Literature DB >> 26484082

Gene expression analysis of livers from female B6C3F1 mice exposed to carcinogenic and non-carcinogenic doses of furan, with or without bromodeoxyuridine (BrdU) treatment.

Anna Francina Webster¹, Andrew Williams², Leslie Recio³, Carole L Yauk².

Abstract

Standard methodology for identifying chemical carcinogens is both time-consuming and resource intensive. Researchers are actively investigating how new technologies can be used to identify chemical carcinogens in a more rapid and cost-effective manner. Here we performed a toxicogenomic case study of the liver carcinogen furan. Full study and mode of action details were previously published in the Journal of Toxicology and Applied Pharmacology. Female B6C3F1 mice were sub-chronically treated with two non-carcinogenic (1 and 2 mg/kg bw) and two carcinogenic (4 and 8 mg/kg bw) doses of furan for 21 days. Half of the mice in each dose group were also treated with 0.02% bromodeoxyuridine (BrdU) for five days prior to sacrifice [13]. Agilent gene expression microarrays were used to measure changes in liver gene and long non-coding RNA expression (published in Toxicological Sciences). Here we describe the experimental and quality control details for the microarray data. We also provide the R code used to analyze the raw data files, produce fold change and false discovery rate (FDR) adjusted p values for each gene, and construct hierarchical clustering between datasets.

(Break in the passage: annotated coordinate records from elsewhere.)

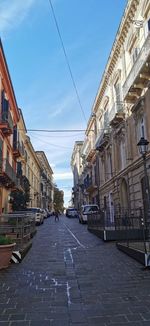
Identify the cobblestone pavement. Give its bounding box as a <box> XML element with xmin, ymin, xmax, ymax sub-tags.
<box><xmin>0</xmin><ymin>217</ymin><xmax>150</xmax><ymax>326</ymax></box>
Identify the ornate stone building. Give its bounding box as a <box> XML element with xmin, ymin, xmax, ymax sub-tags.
<box><xmin>72</xmin><ymin>0</ymin><xmax>150</xmax><ymax>221</ymax></box>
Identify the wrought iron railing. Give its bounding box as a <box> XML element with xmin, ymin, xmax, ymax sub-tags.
<box><xmin>123</xmin><ymin>35</ymin><xmax>150</xmax><ymax>98</ymax></box>
<box><xmin>0</xmin><ymin>111</ymin><xmax>13</xmax><ymax>130</ymax></box>
<box><xmin>2</xmin><ymin>159</ymin><xmax>17</xmax><ymax>183</ymax></box>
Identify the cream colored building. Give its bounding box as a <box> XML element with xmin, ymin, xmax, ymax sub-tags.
<box><xmin>36</xmin><ymin>151</ymin><xmax>54</xmax><ymax>211</ymax></box>
<box><xmin>71</xmin><ymin>0</ymin><xmax>150</xmax><ymax>222</ymax></box>
<box><xmin>71</xmin><ymin>141</ymin><xmax>83</xmax><ymax>209</ymax></box>
<box><xmin>24</xmin><ymin>136</ymin><xmax>41</xmax><ymax>207</ymax></box>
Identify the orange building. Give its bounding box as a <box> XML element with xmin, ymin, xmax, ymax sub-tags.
<box><xmin>0</xmin><ymin>40</ymin><xmax>19</xmax><ymax>213</ymax></box>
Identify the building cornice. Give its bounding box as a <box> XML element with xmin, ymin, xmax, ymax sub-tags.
<box><xmin>92</xmin><ymin>0</ymin><xmax>140</xmax><ymax>112</ymax></box>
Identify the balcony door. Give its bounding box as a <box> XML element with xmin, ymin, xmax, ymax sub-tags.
<box><xmin>121</xmin><ymin>179</ymin><xmax>129</xmax><ymax>210</ymax></box>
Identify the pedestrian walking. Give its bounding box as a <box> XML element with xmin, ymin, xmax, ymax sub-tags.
<box><xmin>55</xmin><ymin>211</ymin><xmax>59</xmax><ymax>222</ymax></box>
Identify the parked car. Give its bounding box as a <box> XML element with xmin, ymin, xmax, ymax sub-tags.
<box><xmin>66</xmin><ymin>208</ymin><xmax>78</xmax><ymax>217</ymax></box>
<box><xmin>79</xmin><ymin>204</ymin><xmax>99</xmax><ymax>223</ymax></box>
<box><xmin>27</xmin><ymin>207</ymin><xmax>44</xmax><ymax>225</ymax></box>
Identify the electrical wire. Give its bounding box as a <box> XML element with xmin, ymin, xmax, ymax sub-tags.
<box><xmin>32</xmin><ymin>135</ymin><xmax>72</xmax><ymax>149</ymax></box>
<box><xmin>24</xmin><ymin>128</ymin><xmax>86</xmax><ymax>133</ymax></box>
<box><xmin>49</xmin><ymin>0</ymin><xmax>87</xmax><ymax>123</ymax></box>
<box><xmin>27</xmin><ymin>131</ymin><xmax>83</xmax><ymax>138</ymax></box>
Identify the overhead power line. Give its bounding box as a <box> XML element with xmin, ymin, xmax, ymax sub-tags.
<box><xmin>49</xmin><ymin>0</ymin><xmax>87</xmax><ymax>123</ymax></box>
<box><xmin>23</xmin><ymin>129</ymin><xmax>86</xmax><ymax>132</ymax></box>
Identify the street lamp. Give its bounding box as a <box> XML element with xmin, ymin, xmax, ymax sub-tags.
<box><xmin>137</xmin><ymin>137</ymin><xmax>150</xmax><ymax>233</ymax></box>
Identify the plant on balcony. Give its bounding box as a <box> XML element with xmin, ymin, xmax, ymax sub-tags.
<box><xmin>0</xmin><ymin>235</ymin><xmax>15</xmax><ymax>269</ymax></box>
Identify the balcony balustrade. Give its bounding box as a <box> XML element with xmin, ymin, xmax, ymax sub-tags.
<box><xmin>123</xmin><ymin>34</ymin><xmax>150</xmax><ymax>99</ymax></box>
<box><xmin>95</xmin><ymin>128</ymin><xmax>110</xmax><ymax>150</ymax></box>
<box><xmin>109</xmin><ymin>101</ymin><xmax>125</xmax><ymax>127</ymax></box>
<box><xmin>13</xmin><ymin>141</ymin><xmax>23</xmax><ymax>157</ymax></box>
<box><xmin>0</xmin><ymin>159</ymin><xmax>17</xmax><ymax>187</ymax></box>
<box><xmin>0</xmin><ymin>110</ymin><xmax>13</xmax><ymax>136</ymax></box>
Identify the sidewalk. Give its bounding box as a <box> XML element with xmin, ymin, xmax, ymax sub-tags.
<box><xmin>0</xmin><ymin>217</ymin><xmax>150</xmax><ymax>326</ymax></box>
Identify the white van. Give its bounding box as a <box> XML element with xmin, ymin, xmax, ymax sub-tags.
<box><xmin>79</xmin><ymin>204</ymin><xmax>99</xmax><ymax>223</ymax></box>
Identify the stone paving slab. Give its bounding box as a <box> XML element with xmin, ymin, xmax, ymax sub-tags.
<box><xmin>0</xmin><ymin>216</ymin><xmax>150</xmax><ymax>326</ymax></box>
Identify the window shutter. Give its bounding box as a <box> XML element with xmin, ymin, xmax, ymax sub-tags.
<box><xmin>17</xmin><ymin>162</ymin><xmax>22</xmax><ymax>177</ymax></box>
<box><xmin>147</xmin><ymin>19</ymin><xmax>150</xmax><ymax>32</ymax></box>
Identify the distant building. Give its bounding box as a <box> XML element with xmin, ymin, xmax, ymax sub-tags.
<box><xmin>36</xmin><ymin>151</ymin><xmax>54</xmax><ymax>210</ymax></box>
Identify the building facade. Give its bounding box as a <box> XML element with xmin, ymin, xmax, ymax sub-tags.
<box><xmin>0</xmin><ymin>41</ymin><xmax>19</xmax><ymax>213</ymax></box>
<box><xmin>24</xmin><ymin>136</ymin><xmax>41</xmax><ymax>207</ymax></box>
<box><xmin>71</xmin><ymin>141</ymin><xmax>83</xmax><ymax>209</ymax></box>
<box><xmin>71</xmin><ymin>0</ymin><xmax>150</xmax><ymax>222</ymax></box>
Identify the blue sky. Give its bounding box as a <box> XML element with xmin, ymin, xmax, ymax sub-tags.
<box><xmin>0</xmin><ymin>0</ymin><xmax>127</xmax><ymax>204</ymax></box>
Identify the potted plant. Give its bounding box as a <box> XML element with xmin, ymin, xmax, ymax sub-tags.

Entities: Chemical Disease Gene Species

Keywords: Dose–response; Furan; Liver cancer; Microarray; Statistical analysis in R

Year: 2014 PMID： 26484082 PMCID： PMC4536026 DOI： 10.1016/j.gdata.2014.05.013

Source DB: PubMed Journal: Genom Data ISSN： 2213-5960

Direct link to deposited data

The complete dataset is available through the Gene Expression Omnibus. Non-BrdU dataset: http://www.ncbi.nlm.nih.gov/geo/query/acc.cgi?acc=GSE48644 BrdU dataset: http://www.ncbi.nlm.nih.gov/geo/query/acc.cgi?acc=GSE54078

Experimental design, materials and methods

Study design

5–6 week old female specific pathogen free B6C3F1 mice were purchased from Charles River Breeding Laboratories (Portage, ME) and were allowed to acclimatize for at least seven days prior to the start of the study. Feed (NIH-07; Zeigler Brothers, Inc., Gardners, PA) and tap water were available ad libitum up until the time of necropsy. Mice were housed five per cage in polycarbonate cages in a specific pathogen free (SPF) and Association for Assessment and Accreditation of Laboratory Animal Care (AAALAC) accredited facility. Female mice were dosed with furan (CAS no. 110-00-9) (> 99% pure) (Sigma-Aldrich Chemical Co., Milwaukee, WI) in Mazola corn oil at 0, 1, 2, 4, or 8 mg/kg bw per day by oral gavage for three weeks (n = 10 per dose groups). Upon necropsy, there remained n = 5 mice in each non-BrdU dose group. However, some mice were lost due to early (pre-BrdU treatment) mis-dosing or esophageal puncture, therefore the 0, 1, 2, 4, or 8 mg/kg bw + BrdU groups had n = 4, 5, 3, 4, or 5 mice, respectively. + BrdU mice were treated with 0.02% BrdU (Sigma Chemical Co., St. Louis, MO, USA) in drinking water for five days prior to sacrifice. Four hours after their final dosing, mice were anesthetized by carbon dioxide inhalation prior to euthanasia by exsanguination achieved by cutting the caudal vena cava after blood collection. One animal per group was killed and this continued until all mice had been sacrificed; this occurred over a period of 100 min (beginning at 1 pm). The left, median, right posterior and right anterior lobes of the liver were cut into 0.25–0.5 cm3 pieces that were either snap-frozen in liquid nitrogen and stored at or below − 70 °C or were formalin fixed and paraffin embedded.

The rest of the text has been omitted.